If you sustain a seemingly minor injury at work, you may react by brushing it off and putting it out of your mind. This is actually a fairly common reaction, with many individuals neglecting to report workplace injuries. In 2019, the U.S. Bureau of Labor Statistics found that 2.8 million nonfatal injuries and illnesses took place in private industry.
However, a survey from the Committee of Education and Labor found that the Survey of Occupational Injuries and Illnesses fails to reflect approximately 69% of such incidents, so the real number is actually considerably higher. It is important to report even the smallest of injuries incurred at your job because not doing so may lead to unintended consequences.
1. Your injury may be more severe than you initially thought
Even wounds that do not appear to be immediately serious may become worse if not treated in a proper and timely fashion. For instance, scrapes and cuts may become infected, resulting in long-term repercussions such as missing work. An injury that does not display visible signs of a critical condition may still be dangerous. Only a trained medical professional is capable of accurately determining the actual severity of one.

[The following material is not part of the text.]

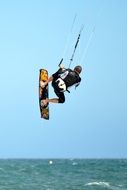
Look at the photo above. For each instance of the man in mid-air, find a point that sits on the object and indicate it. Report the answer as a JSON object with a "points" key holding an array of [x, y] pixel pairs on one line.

2. There is a deadline you have to file by
You may not wait three weeks to develop more severe symptoms and then report your injury. Colorado law requires you to tell your employer about it in writing within four working days of when you suffered it.
3. Reporting your injury creates documentation
Proper documentation helps ensure you receive your benefits. Not having it may lead to the insurer denying your claim.
Filing a workers’ compensation claim involves many elements. Reporting even the smallest of wounds immediately may ease the process and prevent rejection by an insurance adjuster.